The appeal for children to resume their education in the wake of the 12 January disaster will begin the process of sending 700,000 children back to school in the next two months, with the number expected to jump when the new academic year begins in September.
The Government said that the current school term will be extended until August to give children time to catch up on months of learning lost following the quake.
“There is a clear thirst for learning amongst children and families,” said Françoise Gruloos-Ackermans, UNICEF Representative in Haiti. “Families value education far above any other service and we want to embrace this passion for learning.”
The agency said in a news update that some 38,000 students and 1,300 teachers and other education personnel lost their lives in the quake, which also destroyed more than 4,000 schools as well as the Ministry of Education’s headquarters. Nearly 3 million students are believed to have had their schooling disrupted or halted altogether.
The quake struck close to Haiti’s capital, Port-au-Prince, and resulted in the deaths of more than 200,000 people. It also left one third of the country’s 9 million people in need of aid.

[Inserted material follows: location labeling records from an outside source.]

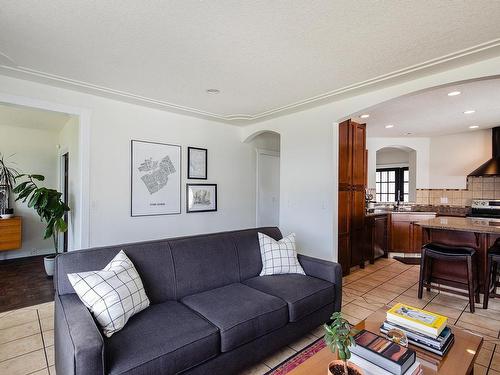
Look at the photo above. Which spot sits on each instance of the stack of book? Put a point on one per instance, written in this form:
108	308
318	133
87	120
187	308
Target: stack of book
423	329
377	355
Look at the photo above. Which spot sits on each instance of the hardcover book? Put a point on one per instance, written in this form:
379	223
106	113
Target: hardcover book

UNICEF and its partners have been working with the Haitian Government provide 3,000 school tents, educational materials, recreational items and furniture for children whose schools were destroyed or who are seeking refuge in camps.
The agency has also provided seven prefabricated offices for the Ministry of Education and is working on plans to erect quake-proof schools.
In the coming months, UNICEF will continue working with the private sector – which schools some 80 per cent of Haitian students – as well as extend assistance to the most marginalized and excluded families.
Last week, dozens of nations and organizations pledged almost $10 billion in immediate and long-term aid to help Haiti recover from the quake at a day-long donors’ conference co-hosted by Secretary-General Ban Ki-moon in New York.
More than $5 billion of that amount has been pledged for the next 18 months, well above the $3.9 billion sought for that period.
Haiti’s President René Préval expressed his thanks on behalf of his country at the 31 March event. “The international community has done their part,” he said. “Now it is up to the Haitian people to do theirs.”